The location has not been consciously chosen by someone intending to rub Jason Micallef the wrong way. It was the logical venue to protest the week after Daphne Caruana Galizia was killed – in front of the Courts were people seek justice — and people spontaneously left flowers and candles there at the end of the protest. Then more came and more kept coming.
Though I would hope for Jason Micallef and the others to join us in our demand for justice, I would accept their decision not to. But their intolerance for what is a perfectly temperate, non-violent, respectful protest that goes out of its way to avoid disturbing anyone unduly is truly unnecessary.
Or it would be unnecessary if it was not actually a conscious effort to confuse the issue. The government expected the call for justice and for the end of impunity to fizzle out long ago. It is not disturbed by flickering candles and faint flowers in the dark. The Great Siege Memorial is not particularly politically sensitive either. This is not the Jum il-Ħelsien or Dom Mintoff memorials.

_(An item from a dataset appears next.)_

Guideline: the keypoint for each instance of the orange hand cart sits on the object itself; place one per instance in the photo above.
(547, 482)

But the government does see tourists flock to the memorial. It sees people who pause to reflect and lay a flower or say a prayer at any odd time of the day. It sees the memorial continue to feature in international news and documentaries from around the world. It sees foreigners who visit on government business ask for directions to the site so they can pay their requests.
The memorial is a faint but constant flicker opposite the law courts. It is an unavoidable presence as great officials of the state walk up and down Republic Street smirking and beaming pretending nothing is wrong, when everything is.
Can you imagine Konrad Mizzi having his walk with his new buddy down Republic Street? Or how Keith Schembri might feel walking by there shuffling between his restaurants and his official desks?
As Republic Street celebrated Christmas as if nothing happened, the memorial flickered on. It did not glare out the gaudy lights, but it wasn’t overwhelmed by them either. As Republic Street hosted the Capital of Culture opening, the memorial flickered on. St Paul’s feast came and went. Carnival is next. And on with the routine of normality that numbs memory and swallows anger. And the memorial stays.
So when will this end? I can speak for myself. This is no temporary location for me to remember Daphne Caruana Galizia while a permanent full-time location for something in bronze and marble is set up. I’m in no mood to enter into debates with the likes of Jason Micallef about where to put another statue for everyone to ignore.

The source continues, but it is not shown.